Israeli Prime Minister Benjamin Netanyahu recently urged Cairo to withdraw tanks deployed near the border in Sinai, which aimed to suppress Islamist groups, Israeli newspaper Maariv reported.
And in a message sent to Cairo via the White House, Israel demanded that Egypt stop deploying more troops to the region without Israeli cooperation - in observation of the 1979 peace treaty between the nations.
That agreement stipulated the Sinai’s demilitarization, but a senior Israeli official told Maariv that the recent deployments were a troubling violation of the peace accord.
Egypt faces a serious crisis in the Sinai, where 16 border guards were killed on August 5 by a group of Islamists, who subsequently infiltrated Israeli territory and were killed by tank and helicopter fire.
In the wake of the attack on the army outpost, recently elected Egyptian President Mohamed Mursi dismissed his defence minister, replaced his spy chief and sacked top security and political officials in the Sinai.
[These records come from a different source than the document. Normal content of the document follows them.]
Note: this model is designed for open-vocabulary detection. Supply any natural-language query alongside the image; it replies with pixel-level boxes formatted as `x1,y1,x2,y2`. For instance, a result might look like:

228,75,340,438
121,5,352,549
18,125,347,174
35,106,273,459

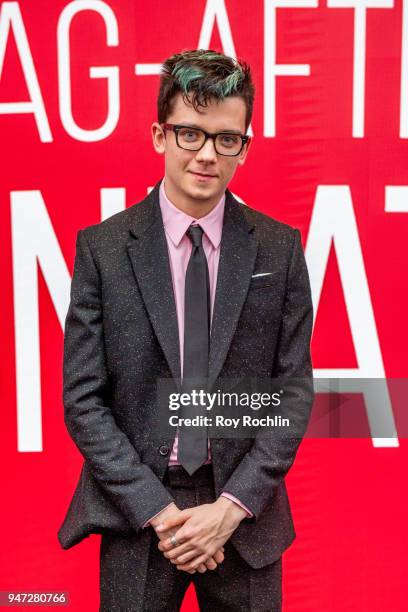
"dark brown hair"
157,49,255,132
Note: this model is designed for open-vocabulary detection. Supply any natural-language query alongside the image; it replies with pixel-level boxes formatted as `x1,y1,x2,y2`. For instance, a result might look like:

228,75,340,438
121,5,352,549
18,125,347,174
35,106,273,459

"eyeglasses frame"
160,123,251,157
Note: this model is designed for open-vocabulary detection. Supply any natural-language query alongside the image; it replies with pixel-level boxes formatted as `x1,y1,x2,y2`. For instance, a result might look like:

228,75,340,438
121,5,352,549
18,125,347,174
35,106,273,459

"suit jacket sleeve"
220,228,314,520
63,229,175,530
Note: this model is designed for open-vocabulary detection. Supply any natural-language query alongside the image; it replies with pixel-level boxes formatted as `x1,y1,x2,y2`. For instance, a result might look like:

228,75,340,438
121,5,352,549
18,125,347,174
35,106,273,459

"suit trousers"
99,464,282,612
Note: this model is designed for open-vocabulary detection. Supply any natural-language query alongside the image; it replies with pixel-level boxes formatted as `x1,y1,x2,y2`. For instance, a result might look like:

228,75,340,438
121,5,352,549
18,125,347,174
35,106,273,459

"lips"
189,171,217,178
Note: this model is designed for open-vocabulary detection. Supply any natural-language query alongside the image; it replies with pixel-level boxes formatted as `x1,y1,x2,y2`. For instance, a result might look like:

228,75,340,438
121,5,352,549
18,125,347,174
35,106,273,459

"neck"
163,175,223,219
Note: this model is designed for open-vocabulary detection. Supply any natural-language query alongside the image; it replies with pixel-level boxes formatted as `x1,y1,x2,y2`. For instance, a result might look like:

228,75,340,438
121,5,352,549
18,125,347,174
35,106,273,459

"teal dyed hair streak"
221,68,245,96
172,64,207,90
171,50,243,98
157,49,255,132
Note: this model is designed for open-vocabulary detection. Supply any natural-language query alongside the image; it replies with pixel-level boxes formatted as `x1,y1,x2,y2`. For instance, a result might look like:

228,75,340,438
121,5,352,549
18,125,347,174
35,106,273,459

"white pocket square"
251,272,273,278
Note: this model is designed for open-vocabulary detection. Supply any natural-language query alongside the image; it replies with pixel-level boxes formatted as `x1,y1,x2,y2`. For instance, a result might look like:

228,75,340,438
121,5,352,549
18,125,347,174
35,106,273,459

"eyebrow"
180,122,243,135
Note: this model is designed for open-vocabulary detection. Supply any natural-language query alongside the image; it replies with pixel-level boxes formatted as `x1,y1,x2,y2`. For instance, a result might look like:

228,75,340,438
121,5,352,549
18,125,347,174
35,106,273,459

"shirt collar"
159,177,225,248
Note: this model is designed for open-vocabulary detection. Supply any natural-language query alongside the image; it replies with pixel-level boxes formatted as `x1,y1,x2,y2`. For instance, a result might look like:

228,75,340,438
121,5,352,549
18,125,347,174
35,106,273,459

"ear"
237,137,252,166
151,122,166,155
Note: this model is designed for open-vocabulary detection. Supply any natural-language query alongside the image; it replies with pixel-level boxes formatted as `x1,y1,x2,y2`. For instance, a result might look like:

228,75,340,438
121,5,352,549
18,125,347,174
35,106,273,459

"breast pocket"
248,271,279,290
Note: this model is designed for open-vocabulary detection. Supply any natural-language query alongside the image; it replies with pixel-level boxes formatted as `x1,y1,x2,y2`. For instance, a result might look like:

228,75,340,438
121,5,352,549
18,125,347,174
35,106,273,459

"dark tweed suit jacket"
58,177,314,574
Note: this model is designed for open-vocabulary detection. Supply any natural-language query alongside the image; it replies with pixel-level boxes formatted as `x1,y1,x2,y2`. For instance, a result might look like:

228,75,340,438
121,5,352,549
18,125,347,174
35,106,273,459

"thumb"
156,510,189,532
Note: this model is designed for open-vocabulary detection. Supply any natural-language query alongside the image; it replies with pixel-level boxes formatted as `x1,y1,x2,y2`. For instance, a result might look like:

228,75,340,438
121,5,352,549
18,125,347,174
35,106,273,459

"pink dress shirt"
143,178,253,527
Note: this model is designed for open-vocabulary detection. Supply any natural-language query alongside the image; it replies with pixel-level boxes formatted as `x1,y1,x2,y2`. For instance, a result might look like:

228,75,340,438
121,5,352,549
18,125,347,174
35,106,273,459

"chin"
183,179,215,199
189,187,217,201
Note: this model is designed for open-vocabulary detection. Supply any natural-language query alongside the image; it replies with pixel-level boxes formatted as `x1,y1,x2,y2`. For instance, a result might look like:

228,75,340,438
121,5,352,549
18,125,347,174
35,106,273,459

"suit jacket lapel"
208,189,258,391
125,179,259,394
126,181,182,390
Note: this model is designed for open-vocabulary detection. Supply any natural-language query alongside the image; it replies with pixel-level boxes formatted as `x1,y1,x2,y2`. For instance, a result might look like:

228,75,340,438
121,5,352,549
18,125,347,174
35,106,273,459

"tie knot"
186,224,204,248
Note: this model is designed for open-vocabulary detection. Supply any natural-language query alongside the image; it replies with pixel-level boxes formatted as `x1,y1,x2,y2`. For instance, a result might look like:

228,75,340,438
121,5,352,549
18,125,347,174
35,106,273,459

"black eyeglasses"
160,123,251,157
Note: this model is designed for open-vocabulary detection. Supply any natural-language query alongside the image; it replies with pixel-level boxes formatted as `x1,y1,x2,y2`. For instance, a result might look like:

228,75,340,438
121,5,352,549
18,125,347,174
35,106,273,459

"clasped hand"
151,497,247,574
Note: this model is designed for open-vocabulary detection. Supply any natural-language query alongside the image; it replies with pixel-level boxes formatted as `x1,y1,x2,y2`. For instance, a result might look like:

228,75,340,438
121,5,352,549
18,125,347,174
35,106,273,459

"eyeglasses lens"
177,127,242,156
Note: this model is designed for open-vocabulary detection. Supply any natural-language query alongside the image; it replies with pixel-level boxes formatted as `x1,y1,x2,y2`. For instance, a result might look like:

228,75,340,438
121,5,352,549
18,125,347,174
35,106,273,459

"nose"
195,137,218,162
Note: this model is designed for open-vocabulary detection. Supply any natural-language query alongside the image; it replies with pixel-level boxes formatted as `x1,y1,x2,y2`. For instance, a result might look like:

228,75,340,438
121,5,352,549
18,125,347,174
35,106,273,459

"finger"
156,529,177,544
177,553,209,572
205,557,217,570
169,547,200,565
163,542,194,560
177,563,197,572
197,563,208,573
156,512,189,533
158,537,188,553
158,534,189,553
177,565,197,574
212,549,224,564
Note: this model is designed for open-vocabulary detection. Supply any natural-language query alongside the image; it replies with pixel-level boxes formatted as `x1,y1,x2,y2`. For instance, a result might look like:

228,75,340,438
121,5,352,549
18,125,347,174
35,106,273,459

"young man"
58,49,314,611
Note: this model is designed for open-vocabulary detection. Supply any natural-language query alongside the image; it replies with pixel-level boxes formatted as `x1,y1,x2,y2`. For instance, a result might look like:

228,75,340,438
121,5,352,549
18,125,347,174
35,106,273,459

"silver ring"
170,534,179,548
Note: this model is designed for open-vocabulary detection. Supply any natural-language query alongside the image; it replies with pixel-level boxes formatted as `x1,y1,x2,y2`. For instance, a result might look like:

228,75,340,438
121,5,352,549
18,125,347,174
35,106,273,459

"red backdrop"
1,1,407,610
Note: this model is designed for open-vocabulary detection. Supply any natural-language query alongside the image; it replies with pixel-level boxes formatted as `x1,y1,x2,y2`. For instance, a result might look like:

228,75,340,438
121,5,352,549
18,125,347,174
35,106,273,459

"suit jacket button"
159,444,169,456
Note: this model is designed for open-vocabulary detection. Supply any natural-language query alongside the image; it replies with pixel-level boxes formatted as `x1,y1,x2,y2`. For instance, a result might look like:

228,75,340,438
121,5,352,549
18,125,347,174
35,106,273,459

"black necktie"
177,224,210,475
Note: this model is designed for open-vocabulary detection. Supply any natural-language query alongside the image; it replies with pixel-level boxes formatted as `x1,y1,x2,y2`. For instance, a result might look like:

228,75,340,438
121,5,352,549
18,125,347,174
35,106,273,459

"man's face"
151,92,252,208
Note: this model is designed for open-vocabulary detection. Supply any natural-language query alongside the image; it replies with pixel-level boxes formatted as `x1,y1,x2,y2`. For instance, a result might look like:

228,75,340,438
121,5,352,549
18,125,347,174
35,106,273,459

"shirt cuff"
142,502,174,529
220,492,254,518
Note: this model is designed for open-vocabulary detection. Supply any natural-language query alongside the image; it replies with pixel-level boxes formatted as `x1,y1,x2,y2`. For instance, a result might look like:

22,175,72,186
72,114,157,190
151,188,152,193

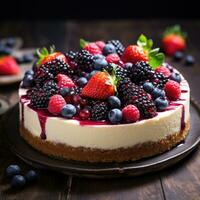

On August 14, Egyptian security forces exchanged fire with militants in the peninsula and on August 18, militants wounded three policemen there in an ambush of their vehicle with a rocket-propelled grenade.
The tribes of the Sinai, an area mainly populated by Bedouins, have long had strained relations with the central government, which they accuse of neglecting the development of the peninsula.
The military campaign has seen the largest build-up of troops in the Sinai since Israel returned the territory under the 1979 peace treaty.